Damned if you do, damned if you don’t

As I’ve written before, the field of human genetics has a diversity problem. Too many study cohorts consists of Europeans and Americans of European descent. This means that we’re mainly learning about genetic risk factors for whites, and thus African Americans, Hispanics, and Native Americans won’t benefit as much from advances in genetically informed medicine.

The solution is to do genetic studies on more diverse cohorts. But when you do that, you run into another problem: people assume that genetic studies of non-whites are motivated by … bad stereotypes, if not outright racism.

A case in point: Dylan Matthews tweeted out a PLOS Genetics paper, with the admittedly striking finding that some African Americans carry a genetic variant linked with an increased preference for menthol cigarettes:

To be clear, I’m not at all suggesting Matthews himself was impugning the authors’ motives. But the replies mocked the study and suggested that this was somehow bad science… as far as I can tell, because it draws a link between genetics and behavior in African Americans.

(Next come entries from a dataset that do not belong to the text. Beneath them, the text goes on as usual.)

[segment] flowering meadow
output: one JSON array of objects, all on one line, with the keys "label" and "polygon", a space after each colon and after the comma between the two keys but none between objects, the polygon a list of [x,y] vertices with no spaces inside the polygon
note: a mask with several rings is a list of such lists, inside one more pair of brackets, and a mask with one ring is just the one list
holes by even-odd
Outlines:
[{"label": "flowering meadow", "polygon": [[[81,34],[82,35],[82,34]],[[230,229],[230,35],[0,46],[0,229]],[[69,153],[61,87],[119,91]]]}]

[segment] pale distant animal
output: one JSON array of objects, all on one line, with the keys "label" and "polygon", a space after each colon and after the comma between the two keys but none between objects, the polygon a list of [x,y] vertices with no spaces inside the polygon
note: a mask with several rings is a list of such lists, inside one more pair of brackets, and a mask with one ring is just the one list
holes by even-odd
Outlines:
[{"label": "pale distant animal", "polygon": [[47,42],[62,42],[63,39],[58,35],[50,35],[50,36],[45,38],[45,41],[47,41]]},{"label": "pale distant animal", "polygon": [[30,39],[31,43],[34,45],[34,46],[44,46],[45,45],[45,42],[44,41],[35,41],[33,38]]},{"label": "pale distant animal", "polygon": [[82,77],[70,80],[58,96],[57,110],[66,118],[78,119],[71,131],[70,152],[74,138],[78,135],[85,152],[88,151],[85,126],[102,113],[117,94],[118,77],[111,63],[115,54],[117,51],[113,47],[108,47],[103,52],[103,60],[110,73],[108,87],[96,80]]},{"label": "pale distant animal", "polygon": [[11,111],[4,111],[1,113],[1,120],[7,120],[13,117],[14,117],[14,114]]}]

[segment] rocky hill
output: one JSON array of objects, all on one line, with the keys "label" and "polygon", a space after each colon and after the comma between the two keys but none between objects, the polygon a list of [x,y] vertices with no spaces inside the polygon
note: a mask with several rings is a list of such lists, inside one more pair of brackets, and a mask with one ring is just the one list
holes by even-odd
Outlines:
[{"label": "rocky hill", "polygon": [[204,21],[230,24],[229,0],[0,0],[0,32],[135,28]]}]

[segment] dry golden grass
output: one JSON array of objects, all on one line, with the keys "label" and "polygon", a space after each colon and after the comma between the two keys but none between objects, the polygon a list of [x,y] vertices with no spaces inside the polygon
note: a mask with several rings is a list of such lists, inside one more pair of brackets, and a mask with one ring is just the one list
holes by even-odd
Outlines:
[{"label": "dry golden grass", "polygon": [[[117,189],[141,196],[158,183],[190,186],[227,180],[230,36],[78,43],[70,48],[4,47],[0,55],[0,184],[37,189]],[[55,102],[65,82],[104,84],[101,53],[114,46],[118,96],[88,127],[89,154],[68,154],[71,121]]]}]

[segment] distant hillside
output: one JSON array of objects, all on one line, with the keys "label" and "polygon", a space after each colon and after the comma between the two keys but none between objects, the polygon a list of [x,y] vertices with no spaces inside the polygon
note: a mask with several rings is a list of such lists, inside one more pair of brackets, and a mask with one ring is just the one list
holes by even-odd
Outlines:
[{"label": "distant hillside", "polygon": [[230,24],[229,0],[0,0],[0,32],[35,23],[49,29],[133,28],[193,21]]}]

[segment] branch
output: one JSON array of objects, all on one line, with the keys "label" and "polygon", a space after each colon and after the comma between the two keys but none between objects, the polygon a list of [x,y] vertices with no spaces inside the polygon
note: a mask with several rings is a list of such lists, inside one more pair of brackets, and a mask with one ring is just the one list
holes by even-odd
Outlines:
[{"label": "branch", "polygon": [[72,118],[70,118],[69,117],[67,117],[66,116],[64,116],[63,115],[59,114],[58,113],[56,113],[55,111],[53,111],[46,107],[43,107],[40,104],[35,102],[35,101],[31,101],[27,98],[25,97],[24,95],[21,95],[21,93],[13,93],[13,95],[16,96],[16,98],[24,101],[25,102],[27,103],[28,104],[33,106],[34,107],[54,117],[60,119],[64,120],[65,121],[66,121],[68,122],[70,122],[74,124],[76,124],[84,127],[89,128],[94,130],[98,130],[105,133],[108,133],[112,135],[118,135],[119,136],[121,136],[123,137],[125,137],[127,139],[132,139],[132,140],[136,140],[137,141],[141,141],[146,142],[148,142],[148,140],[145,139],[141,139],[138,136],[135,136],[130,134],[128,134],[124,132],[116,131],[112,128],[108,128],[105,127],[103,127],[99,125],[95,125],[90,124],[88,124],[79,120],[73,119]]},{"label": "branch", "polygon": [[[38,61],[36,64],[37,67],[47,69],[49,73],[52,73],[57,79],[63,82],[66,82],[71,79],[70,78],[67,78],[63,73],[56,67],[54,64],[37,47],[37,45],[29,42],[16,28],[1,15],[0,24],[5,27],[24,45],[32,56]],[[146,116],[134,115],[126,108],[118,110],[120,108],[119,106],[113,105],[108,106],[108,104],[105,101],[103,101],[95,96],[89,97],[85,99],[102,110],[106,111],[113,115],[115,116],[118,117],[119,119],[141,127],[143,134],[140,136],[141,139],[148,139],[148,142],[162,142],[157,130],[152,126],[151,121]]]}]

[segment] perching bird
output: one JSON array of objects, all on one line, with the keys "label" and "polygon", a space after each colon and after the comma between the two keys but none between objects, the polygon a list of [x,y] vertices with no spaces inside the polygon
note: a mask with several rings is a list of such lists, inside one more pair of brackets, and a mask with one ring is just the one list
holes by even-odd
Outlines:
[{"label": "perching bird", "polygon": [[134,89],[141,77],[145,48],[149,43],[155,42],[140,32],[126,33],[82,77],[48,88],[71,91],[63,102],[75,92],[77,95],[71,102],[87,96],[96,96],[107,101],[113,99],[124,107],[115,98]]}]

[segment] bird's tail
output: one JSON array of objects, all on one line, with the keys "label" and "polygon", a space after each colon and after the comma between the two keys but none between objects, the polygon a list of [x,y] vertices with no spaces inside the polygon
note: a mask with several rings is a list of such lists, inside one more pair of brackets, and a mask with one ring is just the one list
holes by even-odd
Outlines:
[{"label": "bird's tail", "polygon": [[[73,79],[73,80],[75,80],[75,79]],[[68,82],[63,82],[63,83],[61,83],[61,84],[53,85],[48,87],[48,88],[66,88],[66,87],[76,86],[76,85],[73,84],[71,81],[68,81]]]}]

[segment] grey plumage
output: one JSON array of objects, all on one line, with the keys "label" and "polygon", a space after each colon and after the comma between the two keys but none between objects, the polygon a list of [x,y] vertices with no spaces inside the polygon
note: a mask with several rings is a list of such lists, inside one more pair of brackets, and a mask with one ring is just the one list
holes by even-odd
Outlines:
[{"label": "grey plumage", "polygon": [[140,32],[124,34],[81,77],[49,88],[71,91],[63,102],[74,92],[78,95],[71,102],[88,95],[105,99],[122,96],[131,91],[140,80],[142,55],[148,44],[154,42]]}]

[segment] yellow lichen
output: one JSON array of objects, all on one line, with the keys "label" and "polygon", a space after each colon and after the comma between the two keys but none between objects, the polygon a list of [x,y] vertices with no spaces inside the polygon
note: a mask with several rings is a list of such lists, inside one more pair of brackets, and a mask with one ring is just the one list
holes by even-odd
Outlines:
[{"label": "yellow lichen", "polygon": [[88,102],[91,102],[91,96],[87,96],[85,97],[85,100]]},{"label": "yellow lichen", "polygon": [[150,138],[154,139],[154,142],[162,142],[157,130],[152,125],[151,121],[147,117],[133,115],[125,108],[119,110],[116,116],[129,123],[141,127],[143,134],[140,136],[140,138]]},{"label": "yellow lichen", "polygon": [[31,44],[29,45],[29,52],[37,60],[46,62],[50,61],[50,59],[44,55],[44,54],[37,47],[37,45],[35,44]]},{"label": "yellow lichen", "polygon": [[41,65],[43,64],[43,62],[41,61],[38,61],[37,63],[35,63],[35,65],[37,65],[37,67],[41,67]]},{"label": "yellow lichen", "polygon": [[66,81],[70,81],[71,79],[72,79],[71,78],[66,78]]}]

But this is exactly what a diverse science of human genetics looks like. All sorts of smoking behaviors have genetic links, and scientists (including some of my WashU colleagues) study them because they have the potential to help people live healthier lives. Why do some people quit smoking, while others try and fail? Should the FDA ban menthol cigarettes, as it has proposed to do ?

Genetic studies can help answer those questions. Genetic links with health-related behaviors are pervasive, and many are specific to particular populations. If we want genetics to not just benefit whites, we need studies like this one.